O exclusivismo machista perfilhado por Coubertin entronca no lastro cultural judaico-cristão que relegava a mulher para o papel de servidora do homem, considerado este como o procriador da espécie e guardião e árbitro da moral. Depois, uma cultura centrada no homem, criou derivas científicas nefandas que marcou a mulher com o estigma da incapacidade intelectual. Brocca (1824-1880), fundador da Sociedade Antropológica Parisiense, escreveu do alto da sua omnisciência científica: “Não devemos perder de vista o facto de que a mulher média é normalmente menos inteligente que o homem”. A cereja no bolo da iniquidade é dada por Gustave Le Bom que afirmava sem rebuço que “Entre as mulheres, a inteligência inferior é tão óbvia para ser questionado… em termos de volume, o cérebro da mulher está perto do dos gorilas do que do mais desenvolvido cérebro dos homens”.

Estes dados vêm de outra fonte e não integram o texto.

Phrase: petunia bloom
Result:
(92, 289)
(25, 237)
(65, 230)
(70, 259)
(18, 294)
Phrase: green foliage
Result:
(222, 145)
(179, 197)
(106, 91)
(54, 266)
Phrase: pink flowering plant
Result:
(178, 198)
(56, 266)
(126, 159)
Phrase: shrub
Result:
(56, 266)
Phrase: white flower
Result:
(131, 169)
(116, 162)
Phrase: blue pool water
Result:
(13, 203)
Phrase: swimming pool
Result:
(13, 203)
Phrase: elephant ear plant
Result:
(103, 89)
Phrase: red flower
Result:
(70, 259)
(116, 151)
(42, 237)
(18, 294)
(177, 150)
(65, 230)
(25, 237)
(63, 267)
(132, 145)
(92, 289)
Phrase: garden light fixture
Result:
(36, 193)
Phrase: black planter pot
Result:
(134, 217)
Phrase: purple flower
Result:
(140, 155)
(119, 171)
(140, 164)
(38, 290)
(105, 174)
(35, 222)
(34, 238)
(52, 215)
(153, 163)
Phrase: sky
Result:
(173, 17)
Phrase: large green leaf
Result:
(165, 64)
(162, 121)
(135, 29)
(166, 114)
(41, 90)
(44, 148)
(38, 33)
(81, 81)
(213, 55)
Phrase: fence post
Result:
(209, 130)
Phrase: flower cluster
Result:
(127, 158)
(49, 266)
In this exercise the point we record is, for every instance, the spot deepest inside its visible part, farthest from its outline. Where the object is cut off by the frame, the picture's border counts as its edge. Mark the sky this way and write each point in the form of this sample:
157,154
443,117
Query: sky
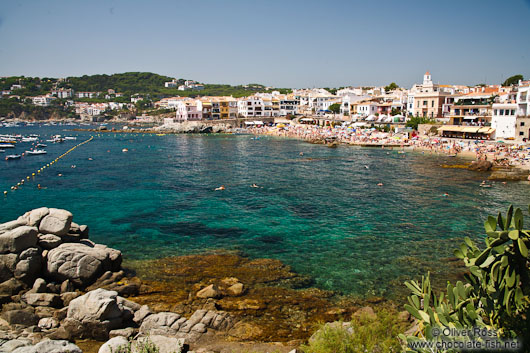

Com este ambiente cultural e científico, característico dos círculos culturais e sociais em que se movia Pierre de Coubertin, não era de estranhar que o recuperador dos Jogos Olímpicos caísse em contradições insanáveis. O barão defendia uma educação física integral para rapazes e raparigas mas excluía a competição desportiva conjunta. Tal como na Antiguidade Grega, preconizava que os jogos das mulheres se realizassem após o dos homens. No entanto, a luta da mulher contra a sua exclusão dos Jogos Olímpicos começou bem cedo, em Atenas (1896). Melpomene apresentou-se à partida para a maratona olímpica. Os juízes da corrida não lhe permitiram competir com os homens. Melpomene aqueceu fora do recinto e quando a partida foi dada ele correu no percurso pré-estabelecido. Chegou ao estádio uma hora e meia depois do vencedor – Spiridon Louis. Proibida de entrar no estádio, correu em volta do recinto, terminando em aproximadamente 4h30’. Esta mulher simples rompeu, com coragem e determinação, as grilhetas de subserviência e menoridade física e mental que Coubertin queria perpetuar.
Este exemplo de valor e pertinácia demonstra um heroísmo que Coubertin pensava que era apanágio dos homens. Pierre de Coubertion, enganou-se.
Notas
Dias dos Reis, M.F.M. (1995) Análise do Envolvimento da Mulher no Fenómeno Desportivo, Razões Genésicas Justificativas da sua Fraca Participação. Universidade do Porto, Faculdade de Ciências do Desporto e Educação Física.
Boulongne YP (s/d) Pierre de Coubertin and women’s sport. (www.la84foundation.org/…/OREXXVI31za.pdf).